Multiple judges have ruled the state took money from school workers' paychecks illegally and it needs to be paid back.
This week Governor Rick Snyder said no.
The governor’s legal team filed an appeal, asking the Michigan Supreme Court to overturn the appeals courts finding that the state unconstitutionally took the money.
You can find the appeal embedded at the end of this article.
The court told the state in a ruling last month that it needs to pay about $550 million dollars back to more than 200,000 teachers and school workers across the state.
The governor is taking on this legal fight without Michigan Attorney General Bill Schuette. Schuette said after reviewing the court’s opinion he would not supply attorneys to the governor for this fight.
This is a case that started in 2010. That is when the state started taking 3% of public workers’ pay, without the workers’ permission.
At first, not only school workers were impacted. Workers fought it in court with multiple and separate lawsuits.
“The law has been found unconstitutional,” said Rochelle Noel, a school counselor in Livonia. "State employees got their money back three or four years ago. And we are still waiting. “
Noel and other teachers have theories about why the state provided refunds to many state workers, but not school workers.
"It really makes you start to wonder if they have it out for teachers,” said Noel.
“The teachers (unions) have opposed the governor politically so he is retaliating,” said Jeff Gaynor, who just retired from teaching at Ann Arbor Schools.
Governor Rick Snyder’s Press Secretary Anna Heaton says this isn’t retaliation. She says the administration tried to appeal an order to pay money to state workers as well. She says the Supreme Court didn’t take it up.
She says different rules govern state employees and school employees. The governor wants to make sure the law is followed.
The governor is also concerned about the impact this will have on school budgets, if the Supreme Court doesn’t overturn previous rulings.
"This law was put in place to sustain retiree health care for public school employees, by requiring them to contribute a small portion of income toward their retirement care instead of taxpayers fully funding it. If school employees do not contribute toward their retirement health care, the funding for the system will have to come from other district resources, either the from the classroom or directly from taxpayers so that districts can balance their budgets,” said Heaton. "Appealing to the Supreme Court will allow for finality on the issue either way so school districts can plan accordingly.”

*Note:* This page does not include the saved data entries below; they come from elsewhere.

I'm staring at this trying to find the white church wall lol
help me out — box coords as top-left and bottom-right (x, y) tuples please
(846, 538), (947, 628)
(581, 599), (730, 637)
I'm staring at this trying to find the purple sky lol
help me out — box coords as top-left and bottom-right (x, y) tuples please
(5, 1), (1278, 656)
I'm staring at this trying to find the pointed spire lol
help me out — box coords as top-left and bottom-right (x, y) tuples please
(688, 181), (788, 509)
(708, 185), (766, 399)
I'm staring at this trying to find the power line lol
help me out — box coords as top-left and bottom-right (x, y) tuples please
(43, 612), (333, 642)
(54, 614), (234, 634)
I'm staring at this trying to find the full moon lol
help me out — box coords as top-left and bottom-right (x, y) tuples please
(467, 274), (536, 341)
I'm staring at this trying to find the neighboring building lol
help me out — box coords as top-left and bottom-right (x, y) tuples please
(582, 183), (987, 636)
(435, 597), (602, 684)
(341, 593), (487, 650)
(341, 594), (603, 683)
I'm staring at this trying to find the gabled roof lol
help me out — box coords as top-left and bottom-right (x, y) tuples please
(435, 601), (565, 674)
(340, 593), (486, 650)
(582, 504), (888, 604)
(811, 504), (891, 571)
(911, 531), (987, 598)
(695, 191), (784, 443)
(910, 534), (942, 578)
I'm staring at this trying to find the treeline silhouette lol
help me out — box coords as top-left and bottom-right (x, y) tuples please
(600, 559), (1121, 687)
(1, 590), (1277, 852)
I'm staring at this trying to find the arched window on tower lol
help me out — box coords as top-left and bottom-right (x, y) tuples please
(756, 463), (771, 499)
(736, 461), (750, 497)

Teachers say their pay is not arbitrarily up for grabs to deal with budget issues. They say the governor is simply delaying justice with the appeal, and in the process racking up legal costs for taxpayers.

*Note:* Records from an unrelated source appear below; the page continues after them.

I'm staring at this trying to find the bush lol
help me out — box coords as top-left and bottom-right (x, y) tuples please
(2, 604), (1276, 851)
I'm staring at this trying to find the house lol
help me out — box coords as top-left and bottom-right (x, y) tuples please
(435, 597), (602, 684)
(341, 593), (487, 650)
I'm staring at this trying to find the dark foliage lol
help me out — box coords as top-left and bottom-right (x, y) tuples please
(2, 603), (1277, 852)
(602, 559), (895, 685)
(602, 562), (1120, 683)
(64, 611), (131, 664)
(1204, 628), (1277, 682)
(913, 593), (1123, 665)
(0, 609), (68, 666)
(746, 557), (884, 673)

”Taxpayers are going to end up paying for all of this,” said Noel.
Judges have said under the state constitution money can’t be taken without worker permission, especially for something that isn’t guaranteed. The money was taken to cover the costs of retiree health care, which is not guaranteed to workers.
“There is $550 million sitting in escrow that teachers have earned, the same teachers who had their pay and benefits cut. We would like to see our money returned to us,” said Noel.